Lee Horus Clark Artist Statement:
Woodfiring is an extension of my being. It is my life. My works are my most coherent communication to the world. Pottery is my centre.
Lee Horus Clark was born was born in Carleton County New Brunswick in the year of the Dragon, 1976. In 1981 he was the founding member of “the danger club” local daredevils risking life and limb to alleviate the “country boredoms” and found clay in a stream. He had no idea of his future relationship with clay. IHe graduated from the New Brunswick College of Craft and Design in 1998 with a Diploma of Fine Craft majoring in Ceramics and the Award for Excellence in Clay.
Lee has been the recipient of a number of important travel and creation grants by the New Brunswick Arts Board and the New Brunswick Crafts Council, including being invited to participate in the 2001 International Workshop of Ceramic Arts in Tokoname, Japan. Lee returned to Japan in 2003 where he assisted in a 10 day anagama firing for Shiho Kanzaki in Shigaraki, Japan. Kanzaki sensei is a world leading progressive traditional master in the art of the anagama. Wood-firing has also taken him to Europe and the United States.

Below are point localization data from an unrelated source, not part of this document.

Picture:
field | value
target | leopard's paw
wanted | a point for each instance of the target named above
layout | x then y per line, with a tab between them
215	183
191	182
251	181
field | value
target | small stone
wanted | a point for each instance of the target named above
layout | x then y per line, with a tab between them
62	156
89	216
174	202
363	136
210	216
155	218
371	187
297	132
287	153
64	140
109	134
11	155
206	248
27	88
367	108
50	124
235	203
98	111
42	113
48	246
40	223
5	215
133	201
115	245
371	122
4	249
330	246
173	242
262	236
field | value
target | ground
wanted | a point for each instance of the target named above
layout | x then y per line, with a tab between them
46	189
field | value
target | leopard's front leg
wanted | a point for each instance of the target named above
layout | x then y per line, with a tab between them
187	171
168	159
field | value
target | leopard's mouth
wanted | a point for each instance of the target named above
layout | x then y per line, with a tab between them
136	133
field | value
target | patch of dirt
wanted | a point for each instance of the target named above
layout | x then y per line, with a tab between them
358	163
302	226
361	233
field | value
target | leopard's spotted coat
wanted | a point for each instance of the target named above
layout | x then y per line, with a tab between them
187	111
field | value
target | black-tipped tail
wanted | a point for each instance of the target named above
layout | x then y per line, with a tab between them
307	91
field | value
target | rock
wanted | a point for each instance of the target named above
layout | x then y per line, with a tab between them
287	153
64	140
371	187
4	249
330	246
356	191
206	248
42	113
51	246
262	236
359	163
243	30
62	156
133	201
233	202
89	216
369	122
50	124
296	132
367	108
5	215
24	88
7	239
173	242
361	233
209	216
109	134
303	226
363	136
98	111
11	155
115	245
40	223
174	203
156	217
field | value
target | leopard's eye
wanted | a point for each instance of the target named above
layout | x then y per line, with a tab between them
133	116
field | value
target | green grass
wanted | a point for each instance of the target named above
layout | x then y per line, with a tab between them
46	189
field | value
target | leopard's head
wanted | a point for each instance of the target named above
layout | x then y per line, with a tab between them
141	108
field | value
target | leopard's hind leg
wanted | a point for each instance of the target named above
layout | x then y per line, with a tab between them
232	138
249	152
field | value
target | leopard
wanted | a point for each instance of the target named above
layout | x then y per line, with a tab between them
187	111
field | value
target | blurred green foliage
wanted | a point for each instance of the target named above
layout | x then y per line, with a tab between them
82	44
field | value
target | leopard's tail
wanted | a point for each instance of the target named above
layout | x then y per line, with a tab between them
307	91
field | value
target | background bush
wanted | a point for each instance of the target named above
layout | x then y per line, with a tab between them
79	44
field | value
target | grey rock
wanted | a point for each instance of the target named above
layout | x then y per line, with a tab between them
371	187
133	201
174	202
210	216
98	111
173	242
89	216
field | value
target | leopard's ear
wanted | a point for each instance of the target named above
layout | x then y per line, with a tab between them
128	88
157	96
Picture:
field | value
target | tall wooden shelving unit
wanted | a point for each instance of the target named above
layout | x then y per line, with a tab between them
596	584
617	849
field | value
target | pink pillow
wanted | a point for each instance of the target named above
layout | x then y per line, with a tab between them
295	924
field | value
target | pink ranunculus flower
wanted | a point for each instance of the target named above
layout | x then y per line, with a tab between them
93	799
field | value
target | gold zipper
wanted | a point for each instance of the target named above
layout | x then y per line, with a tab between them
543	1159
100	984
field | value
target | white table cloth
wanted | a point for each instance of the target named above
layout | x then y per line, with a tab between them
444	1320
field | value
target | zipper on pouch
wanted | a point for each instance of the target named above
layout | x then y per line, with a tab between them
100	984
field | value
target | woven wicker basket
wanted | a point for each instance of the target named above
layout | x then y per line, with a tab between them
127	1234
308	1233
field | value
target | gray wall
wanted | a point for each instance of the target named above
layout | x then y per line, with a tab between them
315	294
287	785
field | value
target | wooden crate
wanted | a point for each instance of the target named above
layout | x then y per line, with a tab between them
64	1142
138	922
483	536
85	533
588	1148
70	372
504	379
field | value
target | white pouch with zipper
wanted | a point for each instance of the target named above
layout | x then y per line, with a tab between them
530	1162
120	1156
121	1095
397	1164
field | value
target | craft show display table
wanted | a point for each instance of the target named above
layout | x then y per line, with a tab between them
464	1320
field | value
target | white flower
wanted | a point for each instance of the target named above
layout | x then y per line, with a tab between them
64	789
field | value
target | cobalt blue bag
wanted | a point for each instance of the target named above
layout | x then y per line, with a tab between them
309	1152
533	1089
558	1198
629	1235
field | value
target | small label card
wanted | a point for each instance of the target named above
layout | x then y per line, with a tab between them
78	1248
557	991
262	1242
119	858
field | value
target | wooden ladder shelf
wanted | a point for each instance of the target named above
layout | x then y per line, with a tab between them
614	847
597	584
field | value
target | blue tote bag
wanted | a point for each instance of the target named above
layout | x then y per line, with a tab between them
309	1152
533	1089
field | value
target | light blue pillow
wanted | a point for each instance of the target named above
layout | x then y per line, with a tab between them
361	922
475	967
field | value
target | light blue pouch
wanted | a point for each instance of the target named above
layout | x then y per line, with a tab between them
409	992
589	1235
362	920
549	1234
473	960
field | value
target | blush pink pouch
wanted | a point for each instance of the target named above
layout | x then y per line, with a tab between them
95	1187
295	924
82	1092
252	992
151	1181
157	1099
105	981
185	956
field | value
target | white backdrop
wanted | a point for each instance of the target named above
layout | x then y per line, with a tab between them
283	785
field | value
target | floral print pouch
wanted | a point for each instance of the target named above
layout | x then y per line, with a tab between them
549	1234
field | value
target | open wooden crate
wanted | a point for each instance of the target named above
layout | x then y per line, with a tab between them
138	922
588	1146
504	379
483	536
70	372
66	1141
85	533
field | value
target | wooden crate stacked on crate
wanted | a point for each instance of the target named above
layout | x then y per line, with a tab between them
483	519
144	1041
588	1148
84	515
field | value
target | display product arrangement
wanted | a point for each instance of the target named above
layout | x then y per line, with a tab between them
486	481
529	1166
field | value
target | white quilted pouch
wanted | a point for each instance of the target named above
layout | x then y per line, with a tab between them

Since the age of 20, when he built his first kiln, the 27 foot-long Little River Anagama, he has dedicated his life to wood-firing his kick-wheel thrown and hand-built clay vessels and sculptures. Lee Horus Clark Lee has designed and built several kilns for other artists and is sought out as kiln-building consultant.
Lee lives and works with his wife, fellow ceramic artist Yolande Clark, in Queenstown, NB, where they have recently built the Queenstown Anagama, a 25-foot Shigaraki/Kanzaki-style tunnel kiln. His work is collected internationally. In February 2015, Lee attended a reception with HRH Queen Elizabeth II and the Duke of Edinburgh during the grand reopening of Canada House in London England, where his work is on permanent display, as part of the collection of the Department of Foreign Affairs and International Trade Canada. His Iga piece “Cut-Collar Vase” resides in the permanent collection of the Beaverbrook Gallery, Fredericton.